It seems like the legacy of Mister Rogers has been on a lot of people's minds lately. I feel like most of the few posts I've been able to finish since the beginning of the new year have mentioned him, and usually that's been in response to something I've seen elsewhere on the web. Today would have been Mister Rogers' 85th birthday, and a number of websites have posted their own homages to Fred Rogers and his work. Here are just a couple.
My own workday started with a couple of items that, although not intentionally sent with Mister Rogers' legacy in mind, nonetheless were the kinds of things that I think Rogers would have been pleased to see. The first was a letter sent by one of the professors I work with to those of us on the Fuller School of Theology Dean's Office staff. We've all been struggling to get things done in the months since our supervisor's passing in October (this is the person who hired me for this job nearly 13 years ago) as we've worked to accomplish the essential tasks that she used to do, on top of what we already have been doing. This all culminated in a "functional analysis" a couple of weeks ago, whereby we've reworked our job descriptions and sent them to Human Resources as our plan to most effectively accomplish the mission of the seminary with the resources we have available to us. The letter we got from this professor was fairly simple. Just a note to let us know that, despite these struggles, that the support we've provided to faculty in this time "has been as good as it has ever been" over the time (well over a decade) that he's worked here.

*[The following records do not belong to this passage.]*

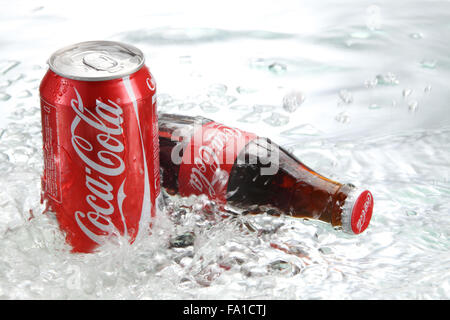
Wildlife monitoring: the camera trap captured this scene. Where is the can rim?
[47,40,145,82]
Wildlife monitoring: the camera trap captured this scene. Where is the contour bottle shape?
[158,114,373,234]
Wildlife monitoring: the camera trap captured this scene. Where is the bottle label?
[178,122,257,202]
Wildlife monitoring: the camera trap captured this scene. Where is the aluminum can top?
[48,41,145,81]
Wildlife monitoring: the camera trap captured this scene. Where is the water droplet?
[200,101,220,113]
[350,31,370,39]
[283,90,305,112]
[0,92,11,101]
[409,32,423,40]
[420,59,436,69]
[178,55,192,64]
[170,232,195,248]
[156,93,173,107]
[269,62,287,74]
[0,60,20,74]
[17,90,32,98]
[264,112,289,127]
[208,95,237,106]
[364,78,378,89]
[238,112,261,123]
[236,86,258,94]
[376,72,399,86]
[0,80,12,89]
[406,210,417,216]
[402,89,412,99]
[334,112,350,123]
[366,5,381,31]
[408,100,419,112]
[178,102,196,111]
[249,58,267,69]
[230,104,253,112]
[281,123,321,136]
[339,89,353,104]
[208,83,228,95]
[253,104,276,113]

That note already had me feeling a bit misty eyed as I started the day, and I hadn't even finished opening my e-mail that had been waiting when I arrived at the office. I soon found another letter, this time from a member of our Building Services team, in response to a request I'd placed for new signage outside one of our offices. That note was, in its own words, "a very special thank you" simply for giving clear instructions, and expressing a wish that he was not legally barred from circulating the request to other employees. A simple thing, but suffice it to say, my day was already starting out very well!
Although Mister Rogers' Neighborhood was on the air for more than three decades (and even more if you count reruns), the message of the show was always the same: send a message to people (especially, but not exclusively to, children) that they are special. That they are of value. The notes I received this morning sent the same message. Just a quick connection to remind me that I am valued. Thank you to those who sent those messages. How fitting to get such reminders on Mister Rogers' birthday!